A few lines today to let you know that Im still O.K. and looking forward to seeing you soon. The date will show you that it is Sunday, the heading will also show you that we are in a different town than where I last wrote. We pulled into this town the day before yesterday, but don’t expect to stay here long. Get me now, don’t expect to; the facts are that we know nothing about it nor anything else. One would think the war was still on as far as our movements are conserned. Be that as it may, we are here and here we stay until they dope out another move.

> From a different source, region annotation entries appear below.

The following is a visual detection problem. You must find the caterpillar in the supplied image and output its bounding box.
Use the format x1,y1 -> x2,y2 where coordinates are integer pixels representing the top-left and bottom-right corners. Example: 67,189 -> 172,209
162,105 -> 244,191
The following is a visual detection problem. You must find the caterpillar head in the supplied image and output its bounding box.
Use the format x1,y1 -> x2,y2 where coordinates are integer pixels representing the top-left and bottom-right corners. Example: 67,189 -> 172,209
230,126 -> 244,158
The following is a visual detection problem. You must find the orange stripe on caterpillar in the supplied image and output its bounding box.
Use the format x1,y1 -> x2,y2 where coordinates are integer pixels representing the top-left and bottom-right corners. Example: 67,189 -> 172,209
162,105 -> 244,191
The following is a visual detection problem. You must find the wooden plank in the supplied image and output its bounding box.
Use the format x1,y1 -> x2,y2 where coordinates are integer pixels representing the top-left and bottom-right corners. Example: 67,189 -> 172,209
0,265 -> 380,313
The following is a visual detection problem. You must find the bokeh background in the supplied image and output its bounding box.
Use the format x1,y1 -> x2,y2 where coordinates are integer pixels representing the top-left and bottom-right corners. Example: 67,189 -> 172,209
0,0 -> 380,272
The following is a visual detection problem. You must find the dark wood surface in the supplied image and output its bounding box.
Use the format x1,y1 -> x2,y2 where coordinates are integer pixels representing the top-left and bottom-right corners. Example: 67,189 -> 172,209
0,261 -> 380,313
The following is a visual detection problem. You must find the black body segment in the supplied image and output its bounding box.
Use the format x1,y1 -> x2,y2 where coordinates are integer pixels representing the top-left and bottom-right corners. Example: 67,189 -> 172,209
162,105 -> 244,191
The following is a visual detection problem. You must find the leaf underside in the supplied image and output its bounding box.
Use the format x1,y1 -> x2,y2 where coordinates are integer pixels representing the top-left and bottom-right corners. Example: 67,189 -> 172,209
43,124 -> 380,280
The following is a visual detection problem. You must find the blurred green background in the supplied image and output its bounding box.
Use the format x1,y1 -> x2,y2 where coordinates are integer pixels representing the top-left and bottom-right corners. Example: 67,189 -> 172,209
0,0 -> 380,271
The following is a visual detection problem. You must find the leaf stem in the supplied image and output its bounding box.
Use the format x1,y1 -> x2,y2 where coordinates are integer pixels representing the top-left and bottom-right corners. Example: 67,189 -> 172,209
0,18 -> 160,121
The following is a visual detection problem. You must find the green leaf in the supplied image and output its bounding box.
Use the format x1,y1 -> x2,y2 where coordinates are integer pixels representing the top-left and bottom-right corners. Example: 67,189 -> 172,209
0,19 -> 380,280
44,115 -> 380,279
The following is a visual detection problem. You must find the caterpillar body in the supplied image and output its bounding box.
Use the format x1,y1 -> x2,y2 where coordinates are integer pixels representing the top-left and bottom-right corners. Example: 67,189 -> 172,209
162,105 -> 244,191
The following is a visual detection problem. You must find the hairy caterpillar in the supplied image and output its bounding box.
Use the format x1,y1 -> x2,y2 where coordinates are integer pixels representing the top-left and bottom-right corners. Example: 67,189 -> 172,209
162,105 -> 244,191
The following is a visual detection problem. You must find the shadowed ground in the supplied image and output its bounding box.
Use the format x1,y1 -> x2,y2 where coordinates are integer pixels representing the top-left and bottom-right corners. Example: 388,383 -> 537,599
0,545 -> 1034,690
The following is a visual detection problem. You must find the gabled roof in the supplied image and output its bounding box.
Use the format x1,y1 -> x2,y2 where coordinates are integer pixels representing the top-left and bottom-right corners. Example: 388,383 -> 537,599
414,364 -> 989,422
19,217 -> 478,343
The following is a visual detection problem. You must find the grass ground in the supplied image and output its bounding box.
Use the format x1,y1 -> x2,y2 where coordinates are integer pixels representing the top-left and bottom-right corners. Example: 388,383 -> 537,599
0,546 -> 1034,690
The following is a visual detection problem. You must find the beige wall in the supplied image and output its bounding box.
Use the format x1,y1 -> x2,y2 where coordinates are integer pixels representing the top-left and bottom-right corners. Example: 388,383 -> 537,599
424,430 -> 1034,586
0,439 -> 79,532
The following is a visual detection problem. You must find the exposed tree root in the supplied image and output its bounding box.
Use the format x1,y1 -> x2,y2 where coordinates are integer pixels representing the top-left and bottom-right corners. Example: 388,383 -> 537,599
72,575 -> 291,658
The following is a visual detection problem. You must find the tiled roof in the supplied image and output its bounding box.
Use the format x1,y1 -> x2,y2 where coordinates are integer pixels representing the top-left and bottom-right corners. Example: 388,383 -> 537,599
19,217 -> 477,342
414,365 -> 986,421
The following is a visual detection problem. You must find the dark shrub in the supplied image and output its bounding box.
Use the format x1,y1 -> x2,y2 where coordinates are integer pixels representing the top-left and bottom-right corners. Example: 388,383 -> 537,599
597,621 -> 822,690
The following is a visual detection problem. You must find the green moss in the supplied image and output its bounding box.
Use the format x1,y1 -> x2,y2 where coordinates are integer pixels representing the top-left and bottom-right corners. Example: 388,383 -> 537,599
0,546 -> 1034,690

As there was not enough room in the town itself, we were put into these barracks and as long as I can say nothing good about our quarters why I will leave a lot unsaid. Rain; say Em I don’t beleive Ill ever (in my coming many years) see as much again. If I do I hope Ill be some place other than in a worse place than a swamp, for this place is all, yes and more than Im cracking it up to be. Of coarse nothing could posibly compare with the conditions that had to be smiled at while in the lines and the war was on; but for peace conditions, and a victorious peace at that, will say that we are living a wonderful existence. The chow is fine and men could wish for nothing better.

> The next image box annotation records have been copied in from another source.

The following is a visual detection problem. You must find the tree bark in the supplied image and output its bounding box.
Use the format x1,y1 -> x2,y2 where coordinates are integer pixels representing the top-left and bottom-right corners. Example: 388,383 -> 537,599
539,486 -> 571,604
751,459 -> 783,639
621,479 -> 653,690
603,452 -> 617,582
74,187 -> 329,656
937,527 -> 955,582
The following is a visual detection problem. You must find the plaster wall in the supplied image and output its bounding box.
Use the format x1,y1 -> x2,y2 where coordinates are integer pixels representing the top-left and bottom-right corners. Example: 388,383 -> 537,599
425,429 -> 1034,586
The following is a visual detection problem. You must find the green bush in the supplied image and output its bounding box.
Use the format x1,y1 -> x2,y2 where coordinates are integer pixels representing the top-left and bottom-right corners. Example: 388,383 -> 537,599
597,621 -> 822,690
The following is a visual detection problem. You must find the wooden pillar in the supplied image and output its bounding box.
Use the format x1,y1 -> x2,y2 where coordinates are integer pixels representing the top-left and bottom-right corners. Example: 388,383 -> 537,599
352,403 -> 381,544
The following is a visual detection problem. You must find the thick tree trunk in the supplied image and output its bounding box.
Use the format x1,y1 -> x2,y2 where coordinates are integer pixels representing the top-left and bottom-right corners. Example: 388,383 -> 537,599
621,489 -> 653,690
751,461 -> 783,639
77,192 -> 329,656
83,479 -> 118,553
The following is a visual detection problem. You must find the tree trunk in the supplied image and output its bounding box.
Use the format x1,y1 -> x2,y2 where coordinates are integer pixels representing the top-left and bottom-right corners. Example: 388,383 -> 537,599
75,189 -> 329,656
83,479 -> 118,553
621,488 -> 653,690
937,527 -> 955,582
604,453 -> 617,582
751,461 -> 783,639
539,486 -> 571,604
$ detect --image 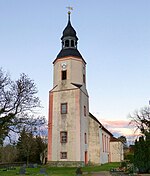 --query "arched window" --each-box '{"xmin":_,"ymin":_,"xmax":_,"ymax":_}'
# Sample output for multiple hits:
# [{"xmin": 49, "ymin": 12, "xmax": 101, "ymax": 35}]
[
  {"xmin": 71, "ymin": 40, "xmax": 74, "ymax": 47},
  {"xmin": 65, "ymin": 40, "xmax": 69, "ymax": 47}
]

Yesterday the regiment was inspected and reviewed by some staff officer of the Corps. It was no pleasant day for the men. Mud, in some places over your shoes, rain, and a cold stiff wind blowing, and when I say that a field inspection means the standing of from one to two hours before it is your time to be inspected you will agree, that it is par bon for comfort. Ive forgotten now how long it has been since I saw the sun shine longer than five minutes a day, and as I write this it is raining, well just as hard and as wet as ever.
Ive received no mail from you or any one since I answered your last one, and surly will appreciate the next one to arrive. There are plenty of other fellows in the same boat as myself so there must be something the matter with the mail service. Im having a pleasant smoke with the pipe you sent now, and my feet are dry due to the fact that Ive got plenty of good dry stockings. Changed into a pair that was sent in the box last night, said change being neaded after our swim yesterday beleive me.
We’ve got plenty of wood for our one stove in this barrack and take it from me we take advantage of both the wood and the stove. As there is nothing doing today there is a crowd around it now and will be all day. It is not what you could call cold, but the continuous rain mud, and wind makes it very disagreeable, although we can and will stand it.
When I say barracks don’t for heaven’s sake think of Devens or camps of that nature. These and those are as near alike as the Back Bay and Harrison Ave. New Years we had a wonderful feed in Chauffourt or the town we just left. Here it is, Fresh roast beef, brown cream gravy, mashed potatoes, creamed Spanish onions, sliced pickles, bread, butter, coffee, prune pie and cottage pudding.
Well I hope this finds you all well. Tell them all it left me so and Ill remain
Samuel E. Avery #69762, Hdq Co. 103rd Inf.